This was originally posted to: Guemes Island Environmental Trust

After the Assault, Islanders Begin Recovery Process

From midnight of December 28th, 1990, to nine o'clock the next morning, hurricane-force winds caused unprecedented damage to about two-thirds of the island. Wind velocities exceeding 100 mph were recorded near here.

In some places all of the trees are down. Nonetheless, no one was injured. Property damage, considering the force of the storm and the number of residences near trees was relatively light.

One experienced logger has estimated as many as 1,800 logging-truck loads (more than 10,000 trees) may leave the island as part of the continuing clean-up. Some property owners plan to replant their forests, aided by the Department of Natural Resources.

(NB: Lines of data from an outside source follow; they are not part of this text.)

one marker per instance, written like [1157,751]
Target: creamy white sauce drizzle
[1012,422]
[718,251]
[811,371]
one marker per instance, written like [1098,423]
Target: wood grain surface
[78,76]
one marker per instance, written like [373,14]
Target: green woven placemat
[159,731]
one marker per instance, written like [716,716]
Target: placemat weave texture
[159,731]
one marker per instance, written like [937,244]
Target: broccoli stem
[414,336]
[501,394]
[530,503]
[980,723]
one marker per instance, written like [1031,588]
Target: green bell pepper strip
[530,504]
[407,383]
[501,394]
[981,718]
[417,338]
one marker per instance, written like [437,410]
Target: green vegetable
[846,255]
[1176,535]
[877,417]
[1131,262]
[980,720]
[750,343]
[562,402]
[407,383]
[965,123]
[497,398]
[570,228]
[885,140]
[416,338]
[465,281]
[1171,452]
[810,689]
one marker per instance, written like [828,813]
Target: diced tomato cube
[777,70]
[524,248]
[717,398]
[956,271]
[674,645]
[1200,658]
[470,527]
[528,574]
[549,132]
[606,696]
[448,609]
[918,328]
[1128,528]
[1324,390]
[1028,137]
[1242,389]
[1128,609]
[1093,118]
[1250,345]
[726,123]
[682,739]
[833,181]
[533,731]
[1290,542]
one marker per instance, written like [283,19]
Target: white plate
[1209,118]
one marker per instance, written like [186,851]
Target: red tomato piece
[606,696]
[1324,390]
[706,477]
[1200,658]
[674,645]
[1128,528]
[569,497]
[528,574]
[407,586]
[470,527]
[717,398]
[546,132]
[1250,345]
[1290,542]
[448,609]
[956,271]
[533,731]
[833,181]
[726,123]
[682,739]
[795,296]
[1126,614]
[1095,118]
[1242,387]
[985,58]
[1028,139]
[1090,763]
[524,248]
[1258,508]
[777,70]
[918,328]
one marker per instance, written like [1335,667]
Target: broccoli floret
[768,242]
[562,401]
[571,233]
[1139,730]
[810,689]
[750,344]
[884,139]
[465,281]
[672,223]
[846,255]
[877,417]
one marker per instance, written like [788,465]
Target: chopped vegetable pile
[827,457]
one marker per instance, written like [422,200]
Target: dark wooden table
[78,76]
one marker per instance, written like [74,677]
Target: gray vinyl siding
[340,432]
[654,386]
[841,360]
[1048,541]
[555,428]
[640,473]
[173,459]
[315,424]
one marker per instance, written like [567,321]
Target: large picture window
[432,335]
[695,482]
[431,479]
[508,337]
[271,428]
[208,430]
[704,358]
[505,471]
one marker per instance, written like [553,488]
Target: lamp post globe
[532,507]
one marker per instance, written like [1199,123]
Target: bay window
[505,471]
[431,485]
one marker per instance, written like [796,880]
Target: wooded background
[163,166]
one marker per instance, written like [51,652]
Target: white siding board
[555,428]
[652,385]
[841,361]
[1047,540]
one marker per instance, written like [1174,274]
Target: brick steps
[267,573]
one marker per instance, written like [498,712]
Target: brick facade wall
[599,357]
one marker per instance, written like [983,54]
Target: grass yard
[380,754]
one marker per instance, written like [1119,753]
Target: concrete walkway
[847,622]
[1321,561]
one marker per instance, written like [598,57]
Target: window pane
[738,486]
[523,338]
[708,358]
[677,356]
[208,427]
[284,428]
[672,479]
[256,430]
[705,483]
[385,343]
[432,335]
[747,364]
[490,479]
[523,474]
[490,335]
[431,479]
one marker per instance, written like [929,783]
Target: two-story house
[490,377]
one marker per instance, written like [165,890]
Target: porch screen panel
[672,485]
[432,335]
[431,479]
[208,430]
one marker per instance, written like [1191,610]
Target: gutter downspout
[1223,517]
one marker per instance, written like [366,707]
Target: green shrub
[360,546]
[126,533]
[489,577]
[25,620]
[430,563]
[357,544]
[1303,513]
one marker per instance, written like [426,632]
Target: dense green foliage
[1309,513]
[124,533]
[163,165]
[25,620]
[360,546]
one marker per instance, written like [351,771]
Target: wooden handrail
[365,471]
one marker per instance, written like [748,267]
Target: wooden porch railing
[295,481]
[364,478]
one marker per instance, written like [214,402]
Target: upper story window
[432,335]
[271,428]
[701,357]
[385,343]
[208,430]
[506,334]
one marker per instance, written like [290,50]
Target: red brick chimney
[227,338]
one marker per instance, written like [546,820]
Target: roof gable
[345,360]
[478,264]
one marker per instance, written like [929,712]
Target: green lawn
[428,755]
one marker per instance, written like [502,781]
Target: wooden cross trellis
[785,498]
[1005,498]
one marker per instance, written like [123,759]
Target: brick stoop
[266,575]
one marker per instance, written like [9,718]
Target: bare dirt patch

What made the experience even more painful were the many days of subfreezing temperatures. With electric power to the entire island out for days, many house-
holds had their water pipes freeze and burst. Wind chill factors to -20° made working outdoors dangerous.

Individual homes, and the entire Seaway Hollow, were inaccessible for over a week, waiting for hundreds of downed trees to be cleared from driveways and roads.

Many animals and birds may have died in the storms. Confused deer were seen wandering the roads in dazed condition. The extraordinary wind created dramatic tidal action, which wiped out commercial oyster beds on Samish Island and below Chuckanut Drive, and probably affected the North Beach clam beds.

Sinclair Island's forests appear to have been damaged even more severely than those of Guemes Island.

Members of the Environmental Trust conducted aerial and ground surveys of the damage to Guemes, producing the map above.